As with the recent Memories Pizza mess in Indiana, a fund had been set up for people to support Stutzman financially. The fund was created in February, but took off after Memories Pizza was attacked for the cultural crime of telling a reporter they wouldn't provide imaginary pizzas for a hypothetical gay wedding, a thing that is never going to happen anyway. More than $800,000 has been raised for the pizza place. For Stuzman's shop, Arlene's Flowers, more than $80,000 has been raised from more than 1,800 donors. More than half the money came in just last week, according to the Seattle Times.
So some folks who have signaled their anger online that places like Memories Pizza have declared a right to discriminate are also angry that these businesses are now getting rewarded for it. That's what happens with a culture war, folks. You send up your signals and they send up theirs, and on and on and on. People did not want Memories Pizza or Arlene's Flowers to be punished for the principles they hold, and so they were willing to use their financial backing to counteract the actions of those who do want to punish them. Ignore this signal at your peril. Regardless of whether people want to see pizza parlors or bakeries or florists turning away gay couples getting married, there are enough of them offended by the idea of driving them out of business to counteract these shaming and boycotting efforts. And it goes both ways. How many gay or gay-friendly folks have made sure to do businesses with companies who supported them and had been targeted by the religious right back in the 1990s or so?

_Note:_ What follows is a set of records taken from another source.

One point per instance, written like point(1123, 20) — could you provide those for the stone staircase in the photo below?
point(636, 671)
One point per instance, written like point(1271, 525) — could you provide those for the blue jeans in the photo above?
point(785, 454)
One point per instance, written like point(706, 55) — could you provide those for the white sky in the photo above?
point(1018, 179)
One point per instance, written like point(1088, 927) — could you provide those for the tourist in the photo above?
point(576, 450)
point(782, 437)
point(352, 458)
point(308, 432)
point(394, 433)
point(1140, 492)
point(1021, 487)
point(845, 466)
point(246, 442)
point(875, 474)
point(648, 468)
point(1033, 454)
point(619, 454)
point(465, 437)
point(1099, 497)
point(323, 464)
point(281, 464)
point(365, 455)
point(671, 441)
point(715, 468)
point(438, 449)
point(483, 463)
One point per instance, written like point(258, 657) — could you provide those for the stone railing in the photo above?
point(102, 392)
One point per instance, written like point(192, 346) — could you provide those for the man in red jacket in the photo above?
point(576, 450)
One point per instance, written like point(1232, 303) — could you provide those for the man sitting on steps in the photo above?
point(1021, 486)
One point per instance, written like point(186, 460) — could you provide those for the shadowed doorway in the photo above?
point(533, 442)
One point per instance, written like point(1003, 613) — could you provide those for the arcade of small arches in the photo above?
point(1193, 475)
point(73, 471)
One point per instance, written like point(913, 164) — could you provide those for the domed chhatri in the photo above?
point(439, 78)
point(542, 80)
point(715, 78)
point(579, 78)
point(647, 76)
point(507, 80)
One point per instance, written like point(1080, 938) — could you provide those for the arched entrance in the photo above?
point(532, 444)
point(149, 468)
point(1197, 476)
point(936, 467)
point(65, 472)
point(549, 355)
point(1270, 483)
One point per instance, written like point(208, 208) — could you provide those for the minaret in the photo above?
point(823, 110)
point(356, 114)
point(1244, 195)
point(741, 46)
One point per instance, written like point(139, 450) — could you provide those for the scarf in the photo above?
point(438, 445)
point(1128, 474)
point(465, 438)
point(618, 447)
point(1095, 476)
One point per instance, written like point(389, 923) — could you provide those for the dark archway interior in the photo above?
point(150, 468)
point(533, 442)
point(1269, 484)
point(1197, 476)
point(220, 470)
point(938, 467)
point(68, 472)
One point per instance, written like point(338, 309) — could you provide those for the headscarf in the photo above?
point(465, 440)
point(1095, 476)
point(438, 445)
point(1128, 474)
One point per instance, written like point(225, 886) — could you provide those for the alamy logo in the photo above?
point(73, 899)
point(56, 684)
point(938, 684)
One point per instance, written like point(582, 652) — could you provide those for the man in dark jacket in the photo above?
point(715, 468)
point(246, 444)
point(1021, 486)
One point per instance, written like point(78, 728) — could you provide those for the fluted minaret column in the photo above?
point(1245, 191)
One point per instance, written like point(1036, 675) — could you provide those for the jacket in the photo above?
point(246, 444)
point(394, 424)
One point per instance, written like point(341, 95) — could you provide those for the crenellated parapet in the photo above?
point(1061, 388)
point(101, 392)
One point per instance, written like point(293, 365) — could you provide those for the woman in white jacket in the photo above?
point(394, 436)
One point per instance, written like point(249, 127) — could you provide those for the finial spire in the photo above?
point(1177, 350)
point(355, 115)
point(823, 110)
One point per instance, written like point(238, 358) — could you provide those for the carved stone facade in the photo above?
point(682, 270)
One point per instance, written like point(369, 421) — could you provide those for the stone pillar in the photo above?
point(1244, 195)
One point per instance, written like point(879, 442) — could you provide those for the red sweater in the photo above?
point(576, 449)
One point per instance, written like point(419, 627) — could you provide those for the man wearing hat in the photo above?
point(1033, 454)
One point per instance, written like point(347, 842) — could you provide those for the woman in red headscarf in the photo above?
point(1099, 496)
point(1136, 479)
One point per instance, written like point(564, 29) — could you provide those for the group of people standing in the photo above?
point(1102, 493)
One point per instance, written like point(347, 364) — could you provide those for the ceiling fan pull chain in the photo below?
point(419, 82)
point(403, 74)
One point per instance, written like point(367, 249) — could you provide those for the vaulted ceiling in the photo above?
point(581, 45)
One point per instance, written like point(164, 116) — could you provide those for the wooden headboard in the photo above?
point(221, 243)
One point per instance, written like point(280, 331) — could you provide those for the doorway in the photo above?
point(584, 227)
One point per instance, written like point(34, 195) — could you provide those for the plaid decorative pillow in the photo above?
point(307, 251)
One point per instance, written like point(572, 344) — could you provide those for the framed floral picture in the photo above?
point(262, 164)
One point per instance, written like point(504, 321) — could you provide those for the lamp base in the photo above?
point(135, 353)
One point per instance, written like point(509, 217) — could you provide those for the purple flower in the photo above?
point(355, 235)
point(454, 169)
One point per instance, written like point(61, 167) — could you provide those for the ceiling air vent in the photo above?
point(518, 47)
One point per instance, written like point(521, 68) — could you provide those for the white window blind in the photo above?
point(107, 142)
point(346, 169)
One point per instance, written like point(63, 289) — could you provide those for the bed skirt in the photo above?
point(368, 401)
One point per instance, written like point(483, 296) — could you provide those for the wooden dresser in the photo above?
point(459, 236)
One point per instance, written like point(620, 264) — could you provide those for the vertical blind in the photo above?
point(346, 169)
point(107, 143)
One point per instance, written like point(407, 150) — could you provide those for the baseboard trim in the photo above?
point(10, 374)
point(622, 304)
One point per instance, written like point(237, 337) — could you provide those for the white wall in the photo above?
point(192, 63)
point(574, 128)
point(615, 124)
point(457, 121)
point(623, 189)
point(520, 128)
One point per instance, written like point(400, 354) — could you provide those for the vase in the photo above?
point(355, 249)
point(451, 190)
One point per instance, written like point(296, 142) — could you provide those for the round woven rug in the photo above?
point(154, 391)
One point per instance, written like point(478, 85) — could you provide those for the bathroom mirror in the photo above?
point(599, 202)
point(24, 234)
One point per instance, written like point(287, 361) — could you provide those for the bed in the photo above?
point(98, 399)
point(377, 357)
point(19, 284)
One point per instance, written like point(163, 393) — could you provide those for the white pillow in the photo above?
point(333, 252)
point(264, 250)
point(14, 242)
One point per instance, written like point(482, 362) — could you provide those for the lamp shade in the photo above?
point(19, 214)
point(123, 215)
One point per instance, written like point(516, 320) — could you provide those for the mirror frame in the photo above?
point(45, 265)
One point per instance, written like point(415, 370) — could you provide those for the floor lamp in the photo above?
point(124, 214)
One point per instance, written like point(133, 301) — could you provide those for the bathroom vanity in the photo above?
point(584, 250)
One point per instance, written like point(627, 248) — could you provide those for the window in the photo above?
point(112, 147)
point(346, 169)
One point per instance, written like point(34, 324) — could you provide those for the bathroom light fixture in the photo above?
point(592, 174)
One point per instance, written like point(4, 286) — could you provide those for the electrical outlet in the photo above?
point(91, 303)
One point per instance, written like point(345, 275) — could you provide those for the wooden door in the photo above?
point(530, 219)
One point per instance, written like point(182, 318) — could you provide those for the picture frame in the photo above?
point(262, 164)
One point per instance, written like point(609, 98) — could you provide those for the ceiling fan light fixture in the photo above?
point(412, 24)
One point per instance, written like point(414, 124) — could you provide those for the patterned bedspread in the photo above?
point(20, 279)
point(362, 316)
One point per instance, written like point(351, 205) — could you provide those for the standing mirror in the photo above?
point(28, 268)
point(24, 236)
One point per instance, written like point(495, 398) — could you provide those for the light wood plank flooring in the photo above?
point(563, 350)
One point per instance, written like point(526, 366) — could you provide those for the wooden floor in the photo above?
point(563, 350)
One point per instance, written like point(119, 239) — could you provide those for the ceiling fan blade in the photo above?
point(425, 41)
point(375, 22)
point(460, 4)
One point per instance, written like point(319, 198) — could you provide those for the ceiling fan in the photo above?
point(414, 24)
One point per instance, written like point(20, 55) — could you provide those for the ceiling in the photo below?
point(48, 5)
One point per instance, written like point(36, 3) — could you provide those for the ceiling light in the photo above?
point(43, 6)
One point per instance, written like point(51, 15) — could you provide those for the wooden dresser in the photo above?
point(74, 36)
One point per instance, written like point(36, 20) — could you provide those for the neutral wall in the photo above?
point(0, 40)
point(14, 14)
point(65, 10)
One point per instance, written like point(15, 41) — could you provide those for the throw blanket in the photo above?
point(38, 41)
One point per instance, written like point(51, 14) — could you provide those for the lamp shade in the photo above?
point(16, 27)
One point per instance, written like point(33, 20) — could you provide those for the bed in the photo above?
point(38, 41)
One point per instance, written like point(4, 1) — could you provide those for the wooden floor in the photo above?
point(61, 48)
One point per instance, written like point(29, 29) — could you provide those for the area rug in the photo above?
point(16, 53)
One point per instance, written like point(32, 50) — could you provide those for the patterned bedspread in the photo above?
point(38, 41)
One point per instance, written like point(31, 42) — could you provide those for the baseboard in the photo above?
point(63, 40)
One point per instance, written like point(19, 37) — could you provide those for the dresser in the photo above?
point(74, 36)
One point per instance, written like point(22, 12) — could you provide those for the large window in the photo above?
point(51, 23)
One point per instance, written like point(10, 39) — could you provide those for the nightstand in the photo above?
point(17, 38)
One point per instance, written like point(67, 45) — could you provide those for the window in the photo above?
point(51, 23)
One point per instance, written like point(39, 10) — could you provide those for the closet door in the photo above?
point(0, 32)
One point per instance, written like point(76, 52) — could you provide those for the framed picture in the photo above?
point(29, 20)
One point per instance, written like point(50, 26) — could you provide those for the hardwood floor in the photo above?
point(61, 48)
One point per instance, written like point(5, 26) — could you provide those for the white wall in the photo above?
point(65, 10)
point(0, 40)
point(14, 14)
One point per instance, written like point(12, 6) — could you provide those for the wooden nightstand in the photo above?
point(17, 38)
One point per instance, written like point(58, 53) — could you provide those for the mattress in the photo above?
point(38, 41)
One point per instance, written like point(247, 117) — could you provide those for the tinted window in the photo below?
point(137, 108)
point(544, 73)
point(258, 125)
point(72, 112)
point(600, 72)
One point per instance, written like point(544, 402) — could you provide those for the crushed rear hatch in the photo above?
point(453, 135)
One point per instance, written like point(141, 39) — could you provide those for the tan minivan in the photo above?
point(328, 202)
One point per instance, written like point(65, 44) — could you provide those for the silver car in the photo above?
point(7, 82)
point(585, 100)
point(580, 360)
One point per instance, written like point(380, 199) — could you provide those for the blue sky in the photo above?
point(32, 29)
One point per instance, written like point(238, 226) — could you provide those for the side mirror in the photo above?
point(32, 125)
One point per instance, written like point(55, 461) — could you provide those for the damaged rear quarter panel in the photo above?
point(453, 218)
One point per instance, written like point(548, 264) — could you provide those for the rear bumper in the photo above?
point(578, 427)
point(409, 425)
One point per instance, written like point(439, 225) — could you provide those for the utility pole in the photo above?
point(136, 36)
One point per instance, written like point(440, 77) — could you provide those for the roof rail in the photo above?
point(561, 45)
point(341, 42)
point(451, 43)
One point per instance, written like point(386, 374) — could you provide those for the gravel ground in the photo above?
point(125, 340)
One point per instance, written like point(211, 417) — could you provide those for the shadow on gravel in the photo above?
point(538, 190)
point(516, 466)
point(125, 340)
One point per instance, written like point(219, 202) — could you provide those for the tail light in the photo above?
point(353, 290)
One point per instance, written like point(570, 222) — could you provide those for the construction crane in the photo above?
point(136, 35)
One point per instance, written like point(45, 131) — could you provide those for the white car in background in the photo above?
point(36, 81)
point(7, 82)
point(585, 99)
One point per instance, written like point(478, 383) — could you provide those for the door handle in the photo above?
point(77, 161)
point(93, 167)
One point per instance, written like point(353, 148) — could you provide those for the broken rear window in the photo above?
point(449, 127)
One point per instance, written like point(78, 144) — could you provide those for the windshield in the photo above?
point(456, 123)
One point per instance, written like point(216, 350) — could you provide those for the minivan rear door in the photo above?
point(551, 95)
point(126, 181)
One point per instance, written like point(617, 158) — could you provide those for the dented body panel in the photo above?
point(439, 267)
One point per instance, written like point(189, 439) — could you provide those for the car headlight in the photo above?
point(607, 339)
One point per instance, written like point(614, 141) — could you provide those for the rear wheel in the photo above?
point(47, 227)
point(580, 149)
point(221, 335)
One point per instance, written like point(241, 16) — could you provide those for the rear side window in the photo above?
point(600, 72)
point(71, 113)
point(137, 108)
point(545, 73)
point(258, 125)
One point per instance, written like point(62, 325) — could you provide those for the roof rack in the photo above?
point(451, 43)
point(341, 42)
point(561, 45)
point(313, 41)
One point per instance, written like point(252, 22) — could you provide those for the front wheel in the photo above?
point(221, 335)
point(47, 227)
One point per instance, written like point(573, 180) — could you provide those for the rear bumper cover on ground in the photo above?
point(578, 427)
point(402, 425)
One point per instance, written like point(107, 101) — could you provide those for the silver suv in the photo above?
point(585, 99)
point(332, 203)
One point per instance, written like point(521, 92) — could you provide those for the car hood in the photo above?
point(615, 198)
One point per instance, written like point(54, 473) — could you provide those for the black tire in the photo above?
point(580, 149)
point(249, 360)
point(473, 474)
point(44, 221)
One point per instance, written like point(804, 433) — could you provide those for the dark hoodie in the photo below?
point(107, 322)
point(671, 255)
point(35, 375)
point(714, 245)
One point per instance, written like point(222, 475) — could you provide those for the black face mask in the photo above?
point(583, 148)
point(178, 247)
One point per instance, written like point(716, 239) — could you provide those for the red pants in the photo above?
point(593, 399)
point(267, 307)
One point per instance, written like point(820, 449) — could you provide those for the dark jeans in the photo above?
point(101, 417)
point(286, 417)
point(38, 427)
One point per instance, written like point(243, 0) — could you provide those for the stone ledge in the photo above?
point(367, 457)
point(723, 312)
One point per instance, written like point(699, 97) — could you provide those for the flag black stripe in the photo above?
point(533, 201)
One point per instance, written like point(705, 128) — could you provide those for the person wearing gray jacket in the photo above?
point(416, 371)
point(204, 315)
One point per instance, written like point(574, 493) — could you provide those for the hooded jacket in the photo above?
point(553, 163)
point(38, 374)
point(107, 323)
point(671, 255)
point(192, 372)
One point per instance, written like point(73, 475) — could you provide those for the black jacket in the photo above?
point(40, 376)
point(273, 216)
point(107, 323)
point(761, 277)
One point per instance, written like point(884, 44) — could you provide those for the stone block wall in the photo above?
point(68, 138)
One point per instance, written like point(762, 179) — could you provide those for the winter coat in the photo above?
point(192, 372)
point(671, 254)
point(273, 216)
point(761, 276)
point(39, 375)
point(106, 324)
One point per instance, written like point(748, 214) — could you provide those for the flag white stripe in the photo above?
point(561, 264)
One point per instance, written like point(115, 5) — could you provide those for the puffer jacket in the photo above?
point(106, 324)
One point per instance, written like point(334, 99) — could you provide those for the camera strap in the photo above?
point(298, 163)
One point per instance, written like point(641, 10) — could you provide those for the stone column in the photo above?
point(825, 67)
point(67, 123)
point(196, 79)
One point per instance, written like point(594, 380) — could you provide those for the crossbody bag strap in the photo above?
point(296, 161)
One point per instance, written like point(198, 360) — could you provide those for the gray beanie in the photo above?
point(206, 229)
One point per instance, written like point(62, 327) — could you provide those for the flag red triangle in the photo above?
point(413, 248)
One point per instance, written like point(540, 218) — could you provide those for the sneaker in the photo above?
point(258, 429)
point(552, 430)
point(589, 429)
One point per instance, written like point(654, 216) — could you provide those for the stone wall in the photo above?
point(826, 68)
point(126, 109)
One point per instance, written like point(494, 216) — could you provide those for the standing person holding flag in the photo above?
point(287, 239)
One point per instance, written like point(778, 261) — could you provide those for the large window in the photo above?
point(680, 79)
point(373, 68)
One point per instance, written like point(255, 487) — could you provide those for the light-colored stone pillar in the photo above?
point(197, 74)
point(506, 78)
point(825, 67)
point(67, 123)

• Meanwhile, remember in Colorado when a Christian gentlemen tried to turn the tables by filing a complaint against a bakery for refusing to bake a cake with anti-gay messages on it for him? He claimed he was discriminated against on the basis of his religion. The case has been tossed. The logic here is that the bakery had the right to refuse to write messages they found offensive, even if they came from the Bible. That's not discriminating against the customer's religion. They offered to make him cakes but wouldn't add the messages. The customer, William Jack, said he would appeal and added "I find it offensive that the Bible is censored from the public arena," which is not true (and that's not what censorship means).
Unfortunately the cake battles have developed into a fight over what is and isn't speech, and freedom of association barely factors in. A wedding cake is not speech, the government says. But once you start adding text and images to the cake, that part is speech. Some bakers who actually make the cakes disagree. They argue that simply making a wedding cake for a gay couple is a show of support for the concept of the union, even if they don't know the actual people involved.
That's why it's unfortunate that concepts of freedom of association aren't factoring in here. It really shouldn't matter what parts of a cake count as "speech." Bakers (and any other business) should be free to decide whether or not they want to provide their services to their customers. After all, customers are free to organize and make the reverse decision as consumers. If the customers hold all the cards, why are they so worried about what some little florist or pizza parlor is doing? Perhaps it's because of the backlash to the backlash. All that money heading to those businesses is a warning to tweeting boycotters and state bureaucrats that they're by no means the final word.